Nandirhat Zamindar Bari (also knowned as House of Satya Saha) was a Zamindar residence of Laksmicaran Saha. It is located at Nandirhut, Hathazari. Composer and Musician Satya Saha was born in this house.

History 
This Zamindar House was built in 1890 by Shree Laksmicaran Saha. Later in 1920, the three brothers, Laksmicaran Saha, Madol Saha and Nishikanta Saha, started Zamidari. Their Zamidari area were Hathazari, Nazirhat, Dhalai, Gumarmardan, Jobra, Alipur, Fatehabad. They have 12 children. In 1950, Zamidari rule was suspended. The last Zamindar of this house was Prasanna Saha. In that time, Zamindar Prasanna Saha has two Horse-drawn carriages. There were around 50 servants. Each day, cooking was done for 200 to 300 people at a time. Now the house is looked after by Nani Gopal Saha and Swapon Kumar Saha.

Structure 

This house built on 5 acre land. There is various types of designs in the walls. Without any rod, this house was built with rock and brick.

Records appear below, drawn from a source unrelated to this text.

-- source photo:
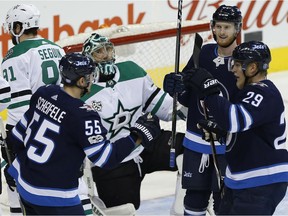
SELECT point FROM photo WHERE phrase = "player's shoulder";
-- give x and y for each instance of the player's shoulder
(3, 83)
(27, 45)
(130, 70)
(210, 47)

Two tombs are standing on the rooftop.

Other installations 
There are warehouses, rice paddies, kitchens, Sesta houses, crafts in the middle of the house, big temples, three big ponds, equal houses and ghats at the back, barn houses, horse stables in the house.

Media appearances 
1975 film named "Asikkhito" was filmed in this house. Producer of this film was Satya Saha. He finished filming the film in 18 days.